Legislation that would require California to establish an information line to answer the public’s questions about end-of-life options received approval in a Senate committee on Wednesday despite critics’ concerns that the bill could be mistaken for a suicide hotline.
SB 1002, authored by Sen. Bill Monning, D-Carmel, would make a toll-free number available on the state Department of Public Health’s website. The idea, according to Monning, is to make accurate information easily accessible to terminally ill patients, their families and doctors. These patients may be considering ways to end their lives under a new aid-in-dying law.
The End of Life Option Act, signed into law late last year, takes effect June 9. The new law requires two different doctors to determine that a patient has six months or less to live before prescribing life-ending drugs. The patient must voluntarily submit two oral requests at least 15 days apart, as well as a written request to the attending physician. And patients must be physically able to swallow the medication themselves, and have the mental capacity to make medical decisions.
Some advocacy groups are already getting a large number of inquiries about the law and how it works, said Toni Broaddus, a campaign director with Compassion and Choices, a death-with dignity advocacy group.
“People want this information,” she said during the Senate Committee on Health hearing. She estimates that by June, the proposed toll-free number would get up to 1,000 calls a month.
George Eighmey, president of the Death with Dignity National Center, said he often gets calls from California physicians who have questions about the details of the law. Oregon, he noted, has established a web page, answering commonly asked questions, and he suggested California do the same.
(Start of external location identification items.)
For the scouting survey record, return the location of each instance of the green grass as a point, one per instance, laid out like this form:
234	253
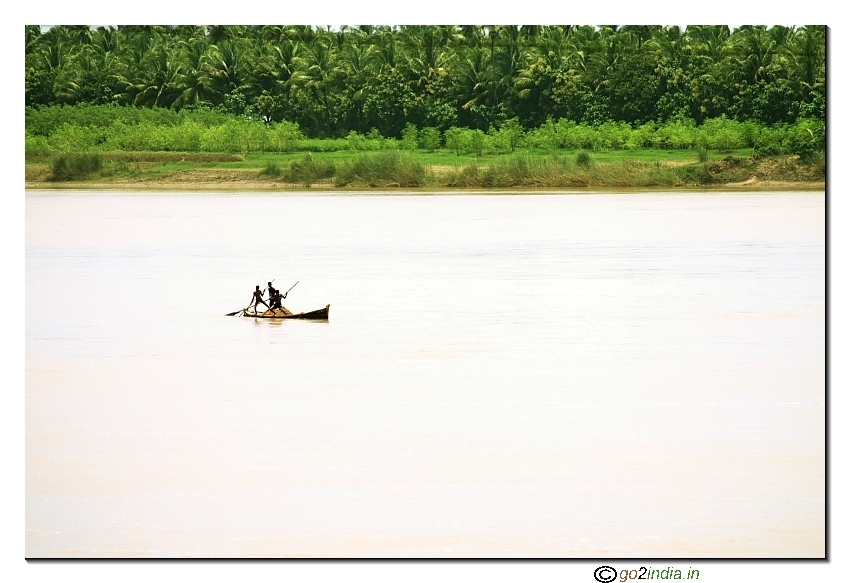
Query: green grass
535	168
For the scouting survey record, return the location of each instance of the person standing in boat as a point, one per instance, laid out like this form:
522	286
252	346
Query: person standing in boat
275	300
257	299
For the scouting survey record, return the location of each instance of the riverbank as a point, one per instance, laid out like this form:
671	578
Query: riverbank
393	170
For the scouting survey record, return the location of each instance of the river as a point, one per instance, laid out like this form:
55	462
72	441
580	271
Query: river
554	375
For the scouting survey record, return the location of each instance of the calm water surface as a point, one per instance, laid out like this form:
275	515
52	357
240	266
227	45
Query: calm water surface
554	375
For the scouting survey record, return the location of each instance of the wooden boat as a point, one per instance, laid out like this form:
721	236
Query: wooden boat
285	314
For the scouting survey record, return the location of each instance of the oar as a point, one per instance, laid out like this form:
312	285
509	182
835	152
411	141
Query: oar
290	289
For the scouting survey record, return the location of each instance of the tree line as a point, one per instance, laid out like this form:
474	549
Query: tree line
362	78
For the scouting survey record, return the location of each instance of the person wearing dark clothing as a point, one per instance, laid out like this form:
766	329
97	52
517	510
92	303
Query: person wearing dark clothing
257	299
275	300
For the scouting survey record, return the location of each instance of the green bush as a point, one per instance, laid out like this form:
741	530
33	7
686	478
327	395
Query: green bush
72	166
307	170
36	146
429	138
386	168
271	170
584	160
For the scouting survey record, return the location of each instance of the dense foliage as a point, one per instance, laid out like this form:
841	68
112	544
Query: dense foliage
433	82
81	128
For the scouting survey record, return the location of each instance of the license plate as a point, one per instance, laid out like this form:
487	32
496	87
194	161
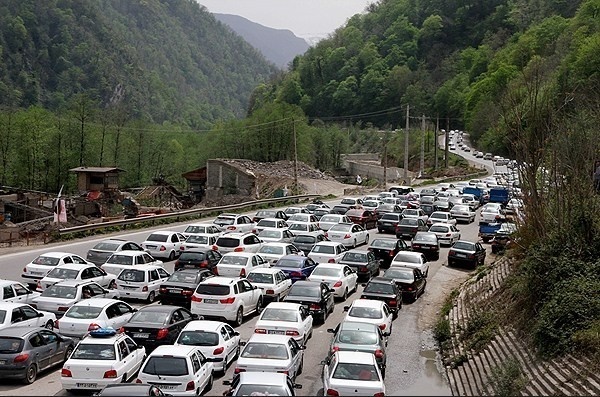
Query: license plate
87	385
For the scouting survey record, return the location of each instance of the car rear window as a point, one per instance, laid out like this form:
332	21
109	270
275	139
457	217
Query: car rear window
10	345
212	289
228	242
166	366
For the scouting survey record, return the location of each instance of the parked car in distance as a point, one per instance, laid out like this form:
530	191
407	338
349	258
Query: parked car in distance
27	351
100	252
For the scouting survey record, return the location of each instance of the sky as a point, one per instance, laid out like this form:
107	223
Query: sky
305	18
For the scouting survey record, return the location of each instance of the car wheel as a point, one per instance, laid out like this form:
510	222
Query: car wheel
151	297
30	374
239	317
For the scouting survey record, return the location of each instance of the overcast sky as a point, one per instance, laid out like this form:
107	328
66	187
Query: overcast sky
306	18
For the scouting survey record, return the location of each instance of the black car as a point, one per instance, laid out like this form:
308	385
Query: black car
388	222
426	243
315	295
180	286
364	263
385	249
411	281
198	258
305	242
156	325
386	290
25	351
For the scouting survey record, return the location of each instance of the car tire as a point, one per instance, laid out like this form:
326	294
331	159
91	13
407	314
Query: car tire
151	297
30	374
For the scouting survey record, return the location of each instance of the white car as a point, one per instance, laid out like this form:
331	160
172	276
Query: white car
348	373
58	298
273	283
349	234
23	315
103	357
77	271
200	241
271	353
40	266
276	235
201	228
327	252
215	340
441	217
90	314
446	234
411	259
164	244
285	318
178	370
329	220
272	252
370	311
226	298
127	259
341	278
463	212
234	223
239	264
141	282
15	292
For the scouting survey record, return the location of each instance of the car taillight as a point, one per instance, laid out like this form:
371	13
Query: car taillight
162	333
190	386
21	358
228	301
110	374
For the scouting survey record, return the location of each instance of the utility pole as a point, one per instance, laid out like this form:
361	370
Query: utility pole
406	144
422	163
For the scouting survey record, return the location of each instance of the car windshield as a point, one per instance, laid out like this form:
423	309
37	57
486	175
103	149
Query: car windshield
198	338
62	273
60	291
274	351
132	275
234	260
260	278
46	260
83	312
106	246
10	345
158	237
406	257
269	249
94	351
365	312
119	259
355	257
166	366
149	317
275	314
327	271
305	290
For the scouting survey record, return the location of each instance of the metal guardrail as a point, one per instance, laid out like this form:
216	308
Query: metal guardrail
178	214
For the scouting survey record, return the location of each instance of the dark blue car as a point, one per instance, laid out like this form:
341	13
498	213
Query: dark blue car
296	267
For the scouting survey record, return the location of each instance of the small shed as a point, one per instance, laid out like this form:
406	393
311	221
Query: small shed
103	179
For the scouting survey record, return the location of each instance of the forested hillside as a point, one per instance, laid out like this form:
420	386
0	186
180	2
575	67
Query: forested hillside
157	60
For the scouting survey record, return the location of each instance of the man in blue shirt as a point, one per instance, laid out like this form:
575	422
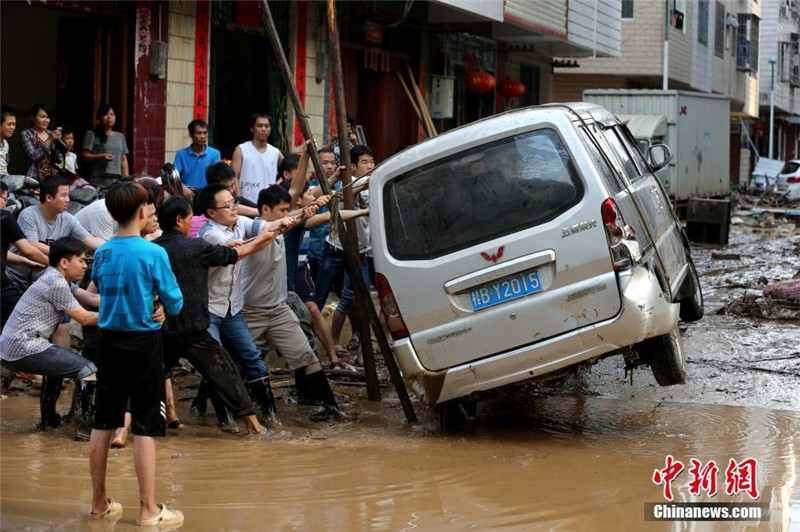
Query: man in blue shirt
191	162
128	272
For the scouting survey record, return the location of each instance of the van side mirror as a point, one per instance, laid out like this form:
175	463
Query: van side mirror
660	156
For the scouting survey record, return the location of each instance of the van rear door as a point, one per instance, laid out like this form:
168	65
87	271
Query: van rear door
648	197
496	247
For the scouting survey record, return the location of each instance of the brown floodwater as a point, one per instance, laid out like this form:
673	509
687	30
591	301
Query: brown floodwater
558	463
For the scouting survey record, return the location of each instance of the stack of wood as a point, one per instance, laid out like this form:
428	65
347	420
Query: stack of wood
418	103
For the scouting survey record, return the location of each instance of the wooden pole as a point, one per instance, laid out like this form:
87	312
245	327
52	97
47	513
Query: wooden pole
361	322
421	101
350	254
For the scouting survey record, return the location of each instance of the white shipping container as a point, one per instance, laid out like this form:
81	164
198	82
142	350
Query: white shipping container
697	131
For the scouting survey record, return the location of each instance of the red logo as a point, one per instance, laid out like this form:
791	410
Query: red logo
739	477
494	257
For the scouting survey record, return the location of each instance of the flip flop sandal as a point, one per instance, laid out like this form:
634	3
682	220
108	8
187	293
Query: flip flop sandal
113	510
166	517
354	344
343	366
342	352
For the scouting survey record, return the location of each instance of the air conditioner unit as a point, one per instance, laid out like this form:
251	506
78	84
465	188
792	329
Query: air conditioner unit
743	55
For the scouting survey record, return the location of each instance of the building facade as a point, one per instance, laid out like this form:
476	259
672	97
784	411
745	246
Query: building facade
163	63
697	45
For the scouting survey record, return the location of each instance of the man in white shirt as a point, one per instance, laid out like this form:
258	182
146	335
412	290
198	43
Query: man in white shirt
225	299
255	162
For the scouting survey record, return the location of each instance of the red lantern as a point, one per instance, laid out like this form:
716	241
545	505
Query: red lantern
481	81
511	88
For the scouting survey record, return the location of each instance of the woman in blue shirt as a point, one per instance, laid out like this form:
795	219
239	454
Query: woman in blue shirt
129	273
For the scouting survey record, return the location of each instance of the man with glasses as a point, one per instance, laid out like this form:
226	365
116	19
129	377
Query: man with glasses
225	300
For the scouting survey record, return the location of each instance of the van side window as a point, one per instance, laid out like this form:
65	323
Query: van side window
634	150
480	194
607	173
624	157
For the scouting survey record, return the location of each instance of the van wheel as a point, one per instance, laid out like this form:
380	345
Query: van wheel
455	413
692	307
666	357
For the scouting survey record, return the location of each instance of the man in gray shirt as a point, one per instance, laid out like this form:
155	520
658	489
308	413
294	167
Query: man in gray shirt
225	301
269	317
45	223
96	219
25	345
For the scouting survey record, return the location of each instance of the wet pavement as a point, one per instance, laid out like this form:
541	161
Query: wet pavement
577	457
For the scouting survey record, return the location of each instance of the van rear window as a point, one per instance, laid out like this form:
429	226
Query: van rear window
790	167
479	194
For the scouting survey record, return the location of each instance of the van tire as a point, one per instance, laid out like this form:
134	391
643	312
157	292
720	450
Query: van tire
454	414
666	357
692	307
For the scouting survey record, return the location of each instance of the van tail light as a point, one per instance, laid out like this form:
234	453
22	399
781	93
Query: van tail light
389	308
616	233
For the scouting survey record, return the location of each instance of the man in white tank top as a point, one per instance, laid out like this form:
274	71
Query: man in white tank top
255	162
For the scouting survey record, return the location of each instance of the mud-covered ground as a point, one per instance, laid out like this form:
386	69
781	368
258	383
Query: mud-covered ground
732	359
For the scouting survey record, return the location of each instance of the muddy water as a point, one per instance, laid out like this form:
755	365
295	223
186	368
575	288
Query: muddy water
562	463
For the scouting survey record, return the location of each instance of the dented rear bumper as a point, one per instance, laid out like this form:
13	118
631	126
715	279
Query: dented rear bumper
645	312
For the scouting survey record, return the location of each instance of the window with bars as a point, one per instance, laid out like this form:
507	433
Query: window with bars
627	9
719	30
677	14
747	42
702	21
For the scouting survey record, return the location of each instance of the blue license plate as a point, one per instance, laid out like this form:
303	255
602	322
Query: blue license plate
506	290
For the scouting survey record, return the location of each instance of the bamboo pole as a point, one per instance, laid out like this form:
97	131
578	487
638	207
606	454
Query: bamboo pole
421	101
413	104
350	254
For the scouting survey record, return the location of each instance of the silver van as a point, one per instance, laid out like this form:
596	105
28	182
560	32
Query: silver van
525	245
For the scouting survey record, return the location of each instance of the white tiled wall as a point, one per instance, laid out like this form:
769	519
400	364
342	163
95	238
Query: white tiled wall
180	75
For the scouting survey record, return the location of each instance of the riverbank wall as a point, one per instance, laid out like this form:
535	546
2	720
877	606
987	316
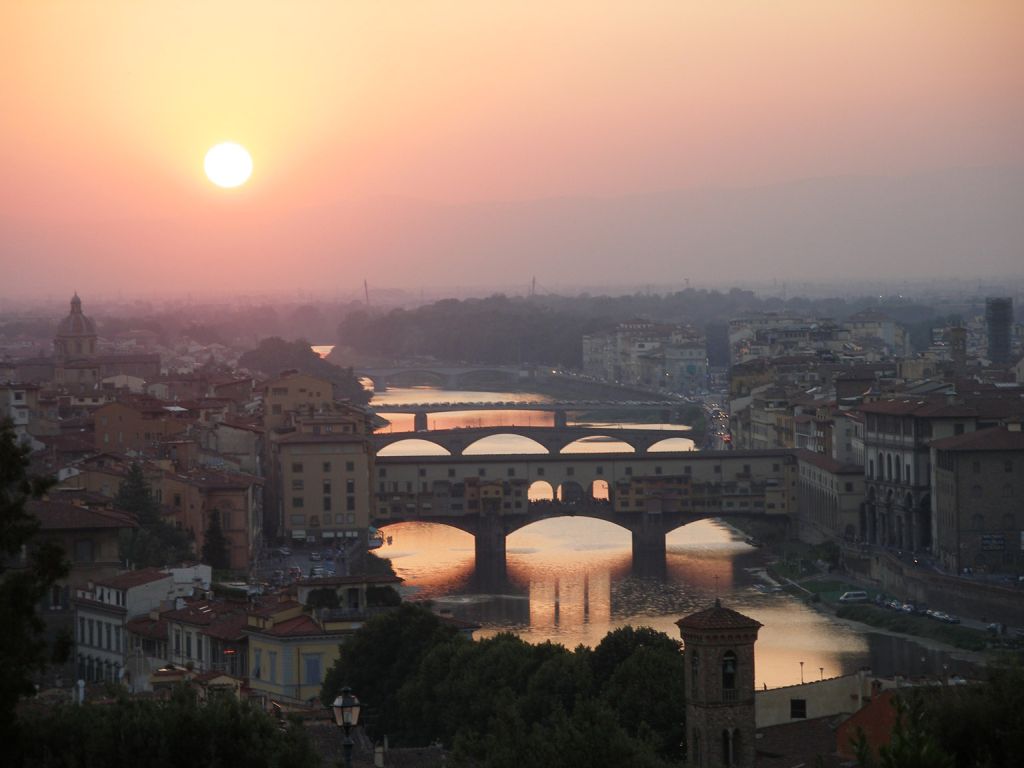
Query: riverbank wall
963	596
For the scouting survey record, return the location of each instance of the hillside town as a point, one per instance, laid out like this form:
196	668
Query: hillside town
209	475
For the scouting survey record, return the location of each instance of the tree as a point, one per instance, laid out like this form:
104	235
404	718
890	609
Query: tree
215	544
24	583
382	655
154	542
127	733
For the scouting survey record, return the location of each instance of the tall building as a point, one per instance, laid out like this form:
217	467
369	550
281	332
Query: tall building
718	648
998	323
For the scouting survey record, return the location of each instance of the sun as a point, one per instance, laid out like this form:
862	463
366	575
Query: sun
228	165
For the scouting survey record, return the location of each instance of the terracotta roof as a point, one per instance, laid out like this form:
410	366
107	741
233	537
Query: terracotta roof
803	742
996	438
828	464
66	516
133	579
300	626
717	617
155	629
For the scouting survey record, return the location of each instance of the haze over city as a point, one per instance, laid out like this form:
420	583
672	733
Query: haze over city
461	144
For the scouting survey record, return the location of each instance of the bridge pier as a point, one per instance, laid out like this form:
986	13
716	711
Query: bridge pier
648	545
489	539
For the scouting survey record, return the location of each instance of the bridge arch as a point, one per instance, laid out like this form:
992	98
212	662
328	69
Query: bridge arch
541	491
674	443
481	446
598	443
413	446
381	523
570	492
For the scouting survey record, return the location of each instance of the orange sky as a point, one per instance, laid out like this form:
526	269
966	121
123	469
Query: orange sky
109	108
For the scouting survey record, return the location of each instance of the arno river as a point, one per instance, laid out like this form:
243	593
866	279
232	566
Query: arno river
572	580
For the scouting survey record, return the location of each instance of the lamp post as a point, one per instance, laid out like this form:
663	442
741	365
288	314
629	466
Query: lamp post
346	716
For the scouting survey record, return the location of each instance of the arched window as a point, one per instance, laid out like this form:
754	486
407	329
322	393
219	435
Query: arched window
729	671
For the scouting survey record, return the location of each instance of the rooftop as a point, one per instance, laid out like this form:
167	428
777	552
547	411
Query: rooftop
717	617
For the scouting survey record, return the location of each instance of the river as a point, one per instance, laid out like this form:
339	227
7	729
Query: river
572	580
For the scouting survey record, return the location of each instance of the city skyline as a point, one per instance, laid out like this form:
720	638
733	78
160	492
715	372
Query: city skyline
477	143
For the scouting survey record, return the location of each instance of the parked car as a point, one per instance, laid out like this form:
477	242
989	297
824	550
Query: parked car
854	596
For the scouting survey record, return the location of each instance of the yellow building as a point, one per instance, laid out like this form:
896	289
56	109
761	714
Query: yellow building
325	485
291	647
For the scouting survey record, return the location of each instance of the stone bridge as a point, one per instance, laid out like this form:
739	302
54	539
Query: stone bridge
450	377
554	439
648	494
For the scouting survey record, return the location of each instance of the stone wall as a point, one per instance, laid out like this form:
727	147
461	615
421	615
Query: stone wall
963	596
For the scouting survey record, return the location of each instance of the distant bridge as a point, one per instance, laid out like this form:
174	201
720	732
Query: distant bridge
648	495
555	439
450	377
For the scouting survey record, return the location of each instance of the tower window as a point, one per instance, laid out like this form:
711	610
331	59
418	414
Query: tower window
729	671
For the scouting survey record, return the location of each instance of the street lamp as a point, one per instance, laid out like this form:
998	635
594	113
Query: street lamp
346	716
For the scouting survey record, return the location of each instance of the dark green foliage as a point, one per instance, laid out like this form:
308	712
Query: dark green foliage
126	733
274	354
215	544
381	656
503	701
154	543
980	725
23	583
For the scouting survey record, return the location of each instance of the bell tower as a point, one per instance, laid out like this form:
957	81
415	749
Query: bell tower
719	655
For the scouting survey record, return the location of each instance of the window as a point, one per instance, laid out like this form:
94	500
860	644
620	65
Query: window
729	671
83	550
312	665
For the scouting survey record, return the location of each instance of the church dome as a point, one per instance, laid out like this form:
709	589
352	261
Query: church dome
76	324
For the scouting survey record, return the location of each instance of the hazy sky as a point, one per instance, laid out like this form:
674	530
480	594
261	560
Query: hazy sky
409	141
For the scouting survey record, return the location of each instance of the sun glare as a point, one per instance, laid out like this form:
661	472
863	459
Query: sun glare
228	165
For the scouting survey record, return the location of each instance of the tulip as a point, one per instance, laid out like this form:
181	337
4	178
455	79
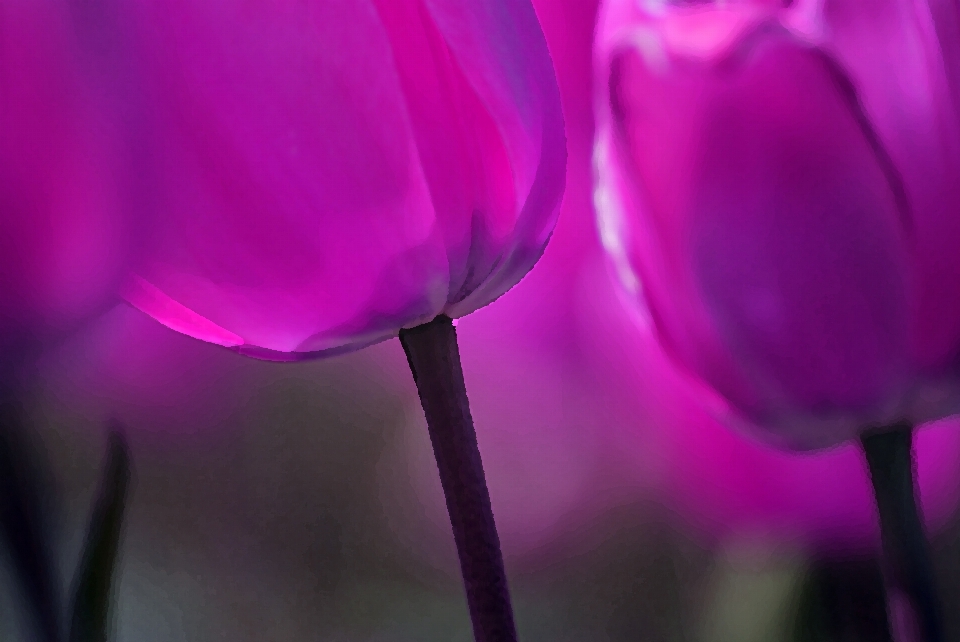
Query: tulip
329	174
64	242
62	239
778	187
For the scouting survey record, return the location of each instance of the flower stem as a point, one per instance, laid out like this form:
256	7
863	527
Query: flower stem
906	552
434	359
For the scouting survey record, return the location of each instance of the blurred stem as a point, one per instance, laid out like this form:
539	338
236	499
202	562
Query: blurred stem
906	552
23	526
435	362
90	621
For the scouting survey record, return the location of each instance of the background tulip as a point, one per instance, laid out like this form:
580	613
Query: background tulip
771	188
331	172
63	242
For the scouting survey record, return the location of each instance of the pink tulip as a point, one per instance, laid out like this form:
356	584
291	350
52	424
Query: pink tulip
331	172
777	187
61	237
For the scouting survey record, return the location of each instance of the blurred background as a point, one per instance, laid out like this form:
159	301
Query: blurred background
282	502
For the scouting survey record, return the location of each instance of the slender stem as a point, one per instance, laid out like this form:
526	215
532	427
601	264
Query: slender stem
435	361
23	527
908	567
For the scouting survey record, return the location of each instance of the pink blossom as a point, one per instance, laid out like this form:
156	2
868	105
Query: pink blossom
327	173
62	239
777	191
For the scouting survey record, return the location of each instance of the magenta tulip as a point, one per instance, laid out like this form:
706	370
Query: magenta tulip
778	187
62	239
331	172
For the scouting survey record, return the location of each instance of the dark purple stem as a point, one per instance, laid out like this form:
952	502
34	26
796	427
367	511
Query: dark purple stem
908	567
435	362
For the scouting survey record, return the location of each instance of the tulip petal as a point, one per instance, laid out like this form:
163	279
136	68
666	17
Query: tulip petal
901	55
781	273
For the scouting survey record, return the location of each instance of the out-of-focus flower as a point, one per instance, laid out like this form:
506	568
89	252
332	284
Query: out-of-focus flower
779	187
62	238
330	172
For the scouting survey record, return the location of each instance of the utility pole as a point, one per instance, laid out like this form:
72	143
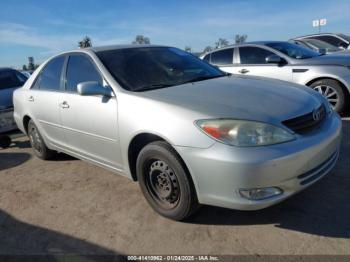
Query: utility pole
319	23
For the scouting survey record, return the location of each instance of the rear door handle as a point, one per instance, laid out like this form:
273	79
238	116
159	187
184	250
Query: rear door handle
243	71
64	104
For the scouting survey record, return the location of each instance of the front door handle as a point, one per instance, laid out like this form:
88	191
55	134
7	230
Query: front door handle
64	104
243	71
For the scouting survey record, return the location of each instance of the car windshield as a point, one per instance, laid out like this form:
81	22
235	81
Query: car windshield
10	79
322	44
292	50
146	68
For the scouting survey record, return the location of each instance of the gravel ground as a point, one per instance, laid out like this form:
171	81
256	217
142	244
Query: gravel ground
69	206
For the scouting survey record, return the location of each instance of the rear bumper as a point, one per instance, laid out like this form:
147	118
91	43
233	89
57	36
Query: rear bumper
7	122
220	171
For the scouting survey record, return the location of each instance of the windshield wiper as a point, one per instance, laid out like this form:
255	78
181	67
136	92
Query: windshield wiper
152	87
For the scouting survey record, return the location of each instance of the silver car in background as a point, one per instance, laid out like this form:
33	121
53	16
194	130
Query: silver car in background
187	132
339	40
327	74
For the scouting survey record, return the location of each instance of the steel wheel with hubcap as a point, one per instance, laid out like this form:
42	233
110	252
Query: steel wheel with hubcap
165	181
36	141
333	92
329	93
163	185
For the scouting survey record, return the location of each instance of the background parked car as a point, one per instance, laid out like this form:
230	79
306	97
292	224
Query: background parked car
329	75
317	45
9	81
26	73
339	40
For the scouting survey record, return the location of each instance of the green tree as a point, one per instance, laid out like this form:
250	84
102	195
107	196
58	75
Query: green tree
207	49
86	42
240	39
140	39
221	43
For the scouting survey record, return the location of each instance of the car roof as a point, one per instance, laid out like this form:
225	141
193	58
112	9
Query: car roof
114	47
310	35
246	43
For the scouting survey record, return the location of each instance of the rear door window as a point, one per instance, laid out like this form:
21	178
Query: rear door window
80	69
253	55
222	57
50	77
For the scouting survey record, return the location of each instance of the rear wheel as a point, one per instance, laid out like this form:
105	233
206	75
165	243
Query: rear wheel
333	92
165	182
39	147
5	141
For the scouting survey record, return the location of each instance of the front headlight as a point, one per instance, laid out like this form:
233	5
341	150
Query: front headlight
243	132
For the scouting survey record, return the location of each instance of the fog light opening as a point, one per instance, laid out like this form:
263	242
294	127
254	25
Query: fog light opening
260	193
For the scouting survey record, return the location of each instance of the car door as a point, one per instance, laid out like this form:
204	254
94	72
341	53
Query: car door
90	122
42	101
252	61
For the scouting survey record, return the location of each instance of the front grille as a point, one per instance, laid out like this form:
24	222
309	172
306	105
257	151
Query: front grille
306	123
319	171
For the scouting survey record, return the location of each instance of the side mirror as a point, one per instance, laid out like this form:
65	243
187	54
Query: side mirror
322	51
93	88
273	59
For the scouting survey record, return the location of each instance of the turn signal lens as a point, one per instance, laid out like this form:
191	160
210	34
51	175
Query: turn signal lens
243	132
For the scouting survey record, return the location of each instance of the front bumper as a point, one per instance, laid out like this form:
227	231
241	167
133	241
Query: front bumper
221	170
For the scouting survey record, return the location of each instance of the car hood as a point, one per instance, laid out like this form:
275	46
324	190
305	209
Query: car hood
241	97
6	98
337	58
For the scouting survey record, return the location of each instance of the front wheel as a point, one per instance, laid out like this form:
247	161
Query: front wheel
333	92
165	182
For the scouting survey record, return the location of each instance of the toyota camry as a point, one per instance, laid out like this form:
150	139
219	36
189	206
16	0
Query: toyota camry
187	132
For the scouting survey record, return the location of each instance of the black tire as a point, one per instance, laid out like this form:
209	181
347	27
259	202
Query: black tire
37	142
340	94
5	141
165	182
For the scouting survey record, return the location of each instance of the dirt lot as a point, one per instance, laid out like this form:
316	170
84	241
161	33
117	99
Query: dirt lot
69	206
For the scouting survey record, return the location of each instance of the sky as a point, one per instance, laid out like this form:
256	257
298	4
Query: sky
41	28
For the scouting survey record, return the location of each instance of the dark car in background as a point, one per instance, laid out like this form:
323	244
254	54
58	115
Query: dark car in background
10	80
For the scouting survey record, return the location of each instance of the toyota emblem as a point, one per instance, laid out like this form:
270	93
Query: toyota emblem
316	115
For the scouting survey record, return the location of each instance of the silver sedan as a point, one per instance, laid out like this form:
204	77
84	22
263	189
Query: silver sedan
327	74
187	132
Catholic groups and some disability groups are opposed to the law and the information line. The callers could be anyone, critics said, including people facing depression and other mental illnesses.
Marilyn Golden with the Disability Rights Education and Defense Fund said the line could easily be perceived as a suicide assistance hotline and send mixed messages to people with mental illness.
Monning disagreed: “This is not a line to persuade people to end their lives, but to provide patients with answers,” he said.
The bill advanced with a 7-2 vote and next will go to the Senate Appropriations Committee.